The NASA Advisory Council (NAC), the agency’s premier independent advisory committee, will meet on May 8 at NASA Headquarters. The one-and-a-half-day agenda includes topics ranging from discussing climate change research and commercial partnerships to an update on NASA’s budget. None of those topics stand out.
What does stand out is that this is the first meeting of the NAC in nearly 16 months: it last convened in mid-January of 2023. That long gap, not publicly explained by NASA, has become a source of frustration for some of the committees that support the council.
That frustration was on full display during a March 25 meeting of the NAC’s science committee, which heard from NASA’s associate administrator of science, Nicky Fox, as well as from the chairs of advisory committees that provide advice on specific science topics, like astrophysics and planetary science.
Members of the committee discovered that none of their findings and recommendations from two meetings it held in 2023 had been formally communicated to NASA for an official response because they must first be approved by the full NAC, which has not met since Jan. 2023. That meant the committee’s concerns on topics such as the budget and the health of the Deep Space Network had been collecting dust for months.
That prompted a discussion by the committee to ask the NAC to meet more frequently. “I find it ironic that we want to pass a finding to the NAC that the NAC meet to hear our findings,” quipped one committee member, Sara Tucker.
Committee members had no insights on why the full NAC hadn’t met in more than a year other than, perhaps, schedule conflicts. But at one point in the meeting they pulled up a chart displaying the schedule of meetings of the NAC, its science committee and related advisory committees over the last five years. Most of those committees met regularly, two to three times a year. But since the end of 2019, there have been only three meetings of the full NAC. Those happened between March 2022 and January 2023.
That left science committee members feeling like they were spinning their wheels. “NASA is not demonstrating seriousness about the value of the advisory committee process,” Ellen Williams, outgoing chair of the science committee, said at the end of the meeting in a briefing of the meeting’s outcome to Fox. “That’s a very poor reflection on how NASA and the NAC perceive the importance of this process.”
Leadership Vacuum
If nothing else, the committee’s wheels are moving. The NAC’s human exploration and operations committee met in April, but the sessions devoted to NASA’s Space Operations Mission Directorate were missing its senior leadership, who were involved in a Starliner flight readiness review that day. The committee instead sped through presentations provided by others and wrapped up early.
That surprised Wayne Hale, who recently concluded a term as chair of that committee. “I would never agree to a meeting if the [associate administrator] was not present,” he remarked on social media. “The committee exists primarily to advise him.”

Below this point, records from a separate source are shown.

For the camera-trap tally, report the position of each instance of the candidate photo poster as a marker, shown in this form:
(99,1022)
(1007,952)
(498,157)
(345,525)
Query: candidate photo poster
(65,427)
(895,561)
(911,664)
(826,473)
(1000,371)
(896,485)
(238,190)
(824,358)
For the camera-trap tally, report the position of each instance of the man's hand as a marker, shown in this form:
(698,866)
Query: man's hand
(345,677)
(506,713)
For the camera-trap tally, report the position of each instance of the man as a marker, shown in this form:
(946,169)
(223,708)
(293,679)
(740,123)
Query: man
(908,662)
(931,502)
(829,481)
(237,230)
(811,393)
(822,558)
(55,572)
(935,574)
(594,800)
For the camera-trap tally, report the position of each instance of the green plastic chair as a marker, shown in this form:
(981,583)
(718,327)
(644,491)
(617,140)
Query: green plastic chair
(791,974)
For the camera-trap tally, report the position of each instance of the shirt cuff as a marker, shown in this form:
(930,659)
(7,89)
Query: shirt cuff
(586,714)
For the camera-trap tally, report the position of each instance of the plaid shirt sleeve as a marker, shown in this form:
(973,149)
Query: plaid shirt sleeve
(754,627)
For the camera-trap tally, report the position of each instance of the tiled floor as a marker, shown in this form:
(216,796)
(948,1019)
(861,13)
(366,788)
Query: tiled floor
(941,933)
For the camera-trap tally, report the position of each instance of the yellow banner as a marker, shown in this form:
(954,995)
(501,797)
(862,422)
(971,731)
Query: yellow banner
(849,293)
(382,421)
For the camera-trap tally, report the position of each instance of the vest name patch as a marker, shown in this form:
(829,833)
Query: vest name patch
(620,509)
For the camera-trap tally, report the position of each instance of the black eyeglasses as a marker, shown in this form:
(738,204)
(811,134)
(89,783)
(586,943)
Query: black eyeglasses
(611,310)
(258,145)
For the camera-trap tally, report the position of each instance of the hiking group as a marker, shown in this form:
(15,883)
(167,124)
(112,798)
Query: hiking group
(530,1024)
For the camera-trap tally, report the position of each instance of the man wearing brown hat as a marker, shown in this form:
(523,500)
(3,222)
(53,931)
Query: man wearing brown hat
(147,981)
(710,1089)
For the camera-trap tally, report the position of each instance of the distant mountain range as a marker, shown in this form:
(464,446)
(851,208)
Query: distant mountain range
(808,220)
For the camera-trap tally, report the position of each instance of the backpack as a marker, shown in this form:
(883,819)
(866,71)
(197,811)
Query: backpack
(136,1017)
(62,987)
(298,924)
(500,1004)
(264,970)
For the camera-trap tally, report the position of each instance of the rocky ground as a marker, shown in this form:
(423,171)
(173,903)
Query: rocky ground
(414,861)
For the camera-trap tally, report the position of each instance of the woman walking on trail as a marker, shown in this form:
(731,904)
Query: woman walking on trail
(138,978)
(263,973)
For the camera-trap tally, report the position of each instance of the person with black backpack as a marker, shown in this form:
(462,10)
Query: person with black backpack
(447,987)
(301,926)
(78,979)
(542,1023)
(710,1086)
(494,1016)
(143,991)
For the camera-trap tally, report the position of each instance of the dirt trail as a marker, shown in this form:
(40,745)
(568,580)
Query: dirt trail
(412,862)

At least that committee met. The NAC’s education committee, formally called STEM Engagement, was scheduled to meet May 2, but when members of the public tuned in online they were unable to connect. It turned out the meeting had been canceled a couple weeks earlier without a public notice.
These would all be minor annoyances if everything at NASA was humming along smoothly. That, of course, is rarely the case, and certainly not the situation now. Budgets for this fiscal year and next are capped, forcing NASA to make hard decisions about continuing current missions and developing new ones. Beyond those budgetary pressures, NASA is facing technical challenges with Mars Sample Return and elements of its Artemis lunar exploration campaign.
NASA would benefit from the experience and expertise of independent advisers who can provide a fresh look at problems and suggest potential solutions. The agency just needs to get them to meet, and then listen to what they have to say.
This article first appeared in the May 2024 issue of SpaceNews Magazine.